Documentation

Input Plugins API

This guide provides an introduction into the input plugins API of the Wikitude Native SDK and aims to familiarize the reader with its concepts and constraints. Due to the length and complexity of the corresponding example application source code, it will not be presented in its entirety. Relevant and descriptive source code examples will, however, be provided. Since the Input Plugins API is an extension to the Plugins API, we recommend familiarity with it prior to reading this guide.

  1. About Wikitude SDK Input Plugins
  2. Input Plugin Base Class
  3. Simple Input Plugin
  4. Custom Camera

About Wikitude SDK Input Plugins

The input plugins API provides a means to alter the inputs and outputs of the Wikitude Native SDK. For the input case specifically, custom frame data of arbitrary sources can be supplied as an input to the Wikitude SDK Native API for processing. Complementary, for the output case, the default rendering of the Wikitude SDK Native API can be substituted with more advanced implementations.
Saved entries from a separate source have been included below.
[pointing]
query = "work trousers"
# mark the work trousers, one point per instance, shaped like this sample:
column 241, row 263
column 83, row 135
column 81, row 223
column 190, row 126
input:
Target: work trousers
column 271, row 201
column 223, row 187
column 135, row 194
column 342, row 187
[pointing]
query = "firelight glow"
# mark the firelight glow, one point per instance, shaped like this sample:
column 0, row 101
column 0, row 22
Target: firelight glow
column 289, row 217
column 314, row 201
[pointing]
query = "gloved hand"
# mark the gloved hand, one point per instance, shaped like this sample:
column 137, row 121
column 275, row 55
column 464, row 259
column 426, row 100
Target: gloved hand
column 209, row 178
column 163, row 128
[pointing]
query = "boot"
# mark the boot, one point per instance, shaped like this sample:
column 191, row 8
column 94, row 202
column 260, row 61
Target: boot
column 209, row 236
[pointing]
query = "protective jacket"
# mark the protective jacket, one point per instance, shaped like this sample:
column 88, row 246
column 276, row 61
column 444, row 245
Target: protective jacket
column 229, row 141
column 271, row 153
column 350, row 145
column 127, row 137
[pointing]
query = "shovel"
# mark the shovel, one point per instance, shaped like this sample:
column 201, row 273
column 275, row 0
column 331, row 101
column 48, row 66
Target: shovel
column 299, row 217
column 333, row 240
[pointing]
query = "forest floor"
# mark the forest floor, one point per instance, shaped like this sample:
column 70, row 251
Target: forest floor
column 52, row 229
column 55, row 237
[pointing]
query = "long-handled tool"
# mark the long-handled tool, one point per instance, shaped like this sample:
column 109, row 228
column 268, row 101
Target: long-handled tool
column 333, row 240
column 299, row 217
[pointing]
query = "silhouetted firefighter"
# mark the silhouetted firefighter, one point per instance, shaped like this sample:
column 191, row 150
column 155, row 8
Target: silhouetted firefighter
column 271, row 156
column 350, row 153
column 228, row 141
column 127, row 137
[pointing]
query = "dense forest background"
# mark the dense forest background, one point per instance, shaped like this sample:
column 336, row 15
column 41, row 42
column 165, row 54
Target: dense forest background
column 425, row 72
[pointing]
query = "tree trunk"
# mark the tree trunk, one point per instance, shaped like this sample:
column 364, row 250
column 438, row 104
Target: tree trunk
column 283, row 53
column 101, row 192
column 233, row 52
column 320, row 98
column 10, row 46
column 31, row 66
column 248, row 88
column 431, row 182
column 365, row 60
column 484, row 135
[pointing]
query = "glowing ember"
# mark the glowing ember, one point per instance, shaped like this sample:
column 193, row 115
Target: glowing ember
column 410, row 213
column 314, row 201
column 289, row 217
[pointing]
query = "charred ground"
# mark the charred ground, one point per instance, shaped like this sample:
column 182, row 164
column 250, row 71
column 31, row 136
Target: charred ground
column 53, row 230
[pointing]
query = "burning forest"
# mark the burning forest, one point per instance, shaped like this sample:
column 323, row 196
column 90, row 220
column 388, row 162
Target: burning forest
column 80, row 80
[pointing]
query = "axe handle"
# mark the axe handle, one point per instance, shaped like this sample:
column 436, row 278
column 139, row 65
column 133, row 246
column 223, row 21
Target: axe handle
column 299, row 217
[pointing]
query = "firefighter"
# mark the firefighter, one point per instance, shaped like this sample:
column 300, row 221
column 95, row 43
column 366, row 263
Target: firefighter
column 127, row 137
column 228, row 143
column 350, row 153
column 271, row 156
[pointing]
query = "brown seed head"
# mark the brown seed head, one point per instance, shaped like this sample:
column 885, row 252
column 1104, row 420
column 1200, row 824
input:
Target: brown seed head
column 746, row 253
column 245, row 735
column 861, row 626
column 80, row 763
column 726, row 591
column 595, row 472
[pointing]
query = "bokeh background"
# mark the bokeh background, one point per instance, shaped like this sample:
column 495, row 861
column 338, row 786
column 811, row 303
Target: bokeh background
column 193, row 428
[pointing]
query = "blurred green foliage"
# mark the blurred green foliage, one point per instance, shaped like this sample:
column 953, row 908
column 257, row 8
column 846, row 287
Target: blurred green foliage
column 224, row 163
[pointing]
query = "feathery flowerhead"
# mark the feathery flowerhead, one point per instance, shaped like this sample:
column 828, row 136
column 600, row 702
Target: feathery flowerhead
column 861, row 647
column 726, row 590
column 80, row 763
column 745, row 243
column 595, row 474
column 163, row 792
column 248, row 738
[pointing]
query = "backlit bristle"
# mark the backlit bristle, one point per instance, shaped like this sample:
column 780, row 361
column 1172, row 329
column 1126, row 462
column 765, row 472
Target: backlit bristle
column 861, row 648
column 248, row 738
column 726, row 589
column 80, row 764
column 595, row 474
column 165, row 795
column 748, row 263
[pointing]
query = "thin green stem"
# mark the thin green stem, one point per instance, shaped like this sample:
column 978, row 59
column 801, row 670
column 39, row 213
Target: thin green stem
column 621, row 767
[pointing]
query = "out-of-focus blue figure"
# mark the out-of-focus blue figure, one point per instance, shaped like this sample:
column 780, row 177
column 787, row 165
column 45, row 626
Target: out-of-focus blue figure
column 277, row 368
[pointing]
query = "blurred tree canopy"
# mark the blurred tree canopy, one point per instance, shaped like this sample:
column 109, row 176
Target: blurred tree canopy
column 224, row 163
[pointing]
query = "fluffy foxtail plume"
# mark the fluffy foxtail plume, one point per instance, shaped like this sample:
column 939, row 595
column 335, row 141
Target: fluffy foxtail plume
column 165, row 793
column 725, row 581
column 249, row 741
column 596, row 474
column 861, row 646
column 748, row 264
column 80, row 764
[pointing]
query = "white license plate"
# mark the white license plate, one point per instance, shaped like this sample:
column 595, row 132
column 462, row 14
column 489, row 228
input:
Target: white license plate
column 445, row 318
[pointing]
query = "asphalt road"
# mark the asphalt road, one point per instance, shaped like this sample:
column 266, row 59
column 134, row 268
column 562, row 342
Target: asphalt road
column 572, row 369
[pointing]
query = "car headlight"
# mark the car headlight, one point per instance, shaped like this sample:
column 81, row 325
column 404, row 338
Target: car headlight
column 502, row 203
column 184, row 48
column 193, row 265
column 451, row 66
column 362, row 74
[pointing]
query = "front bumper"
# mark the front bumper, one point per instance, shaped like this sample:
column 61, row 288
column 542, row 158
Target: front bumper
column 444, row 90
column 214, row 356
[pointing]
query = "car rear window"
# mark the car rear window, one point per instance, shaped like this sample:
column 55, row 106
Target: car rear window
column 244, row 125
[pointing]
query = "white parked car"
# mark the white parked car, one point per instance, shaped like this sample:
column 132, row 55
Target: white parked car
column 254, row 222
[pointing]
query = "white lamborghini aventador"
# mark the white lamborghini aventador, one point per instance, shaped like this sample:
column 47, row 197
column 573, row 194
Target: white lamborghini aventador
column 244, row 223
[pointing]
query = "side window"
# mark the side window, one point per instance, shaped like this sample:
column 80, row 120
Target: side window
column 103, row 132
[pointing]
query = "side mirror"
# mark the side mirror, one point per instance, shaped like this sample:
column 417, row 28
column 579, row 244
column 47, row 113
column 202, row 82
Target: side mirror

Input plugins can be registered before the SDK is started or while it is already running. In case it is registered before the Wikitude SDK is started, the internal Wikitude camera implementation is not started at all and the Wikitude SDK starts using the input plugin from the very beginning on. In case an input plugin is registered at runtime, the internal Wikitude SDK camera is first stopped, subsequently followed by a transition to the newly registered input plugin.

Input Plugin Base Class

class InputPlugin: public Plugin {
public:
    using InputFrameAvailableNotifier = std::function<int(long frameId, std::shared_ptr<unsigned char> frameData)>;

public:
    InputPlugin(std::string identifier_);
    virtual ~InputPlugin();

    virtual bool requestsInputFrameRendering();
    virtual bool requestsInputFrameProcessing();

    void notifyNewInputFrame(long frameId_, std::shared_ptr<unsigned char> inputFrame_, bool managedFromOutside_ = false);

    InputRenderSettings& getRenderSettings();
    InputFrameSettings& getFrameSettings();
    virtual void prepareRenderingOfInputFrame(long frameId_);

    virtual std::shared_ptr<unsigned char> getPresentableInputFrameData();

    virtual void internalError(const std::string& errorMessage);
    void setInputFrameAvailableNotifier(InputFrameAvailableNotifier newInputFrameAvailableNotifier);

private:
    InputFrameAvailableNotifier                     _newInputFrameAvailableNotifier;

    InputFrameRenderSettings                        _renderSettings;
    InputFrameSettings                              _frameSettings;
    std::unique_ptr<InputFrameBufferController>     _inputFrameBufferController;
};

The keen observer will be quick to notice that the InputPlugin class is derived from the Plugin class. This allows an InputPlugin to be handled in the same manner as a regular plugin; therefore Plugin instantiation and registration are identical and will not be discussed redundantly in this guide. Please refer to the Plugins API guide for a detailed explanation. Instead, we will focus on and demonstrate the use of the newly introduced functions.

Color Space

getFrameSettings.setInputFrameColorSpace(wikitude::sdk::FrameColorSpace::YUV_420_NV21);

The Wikitude Native SDK currently accepts RGB frame data corresponding to the FrameColorSpace::RGB value, as well as YUV data in 4:2:0 NV21 format corresponding to the FrameColorSpace::YUV_420_NV21 value. The former implies a frame data size of frameWidth * frameHeight * 3 bytes, while the latter implies a frame data size of frameWidth * frameHeight * 3 / 2 bytes.

Field of View

getFrameSettings.setFrameFieldOfView(frameFieldOfView)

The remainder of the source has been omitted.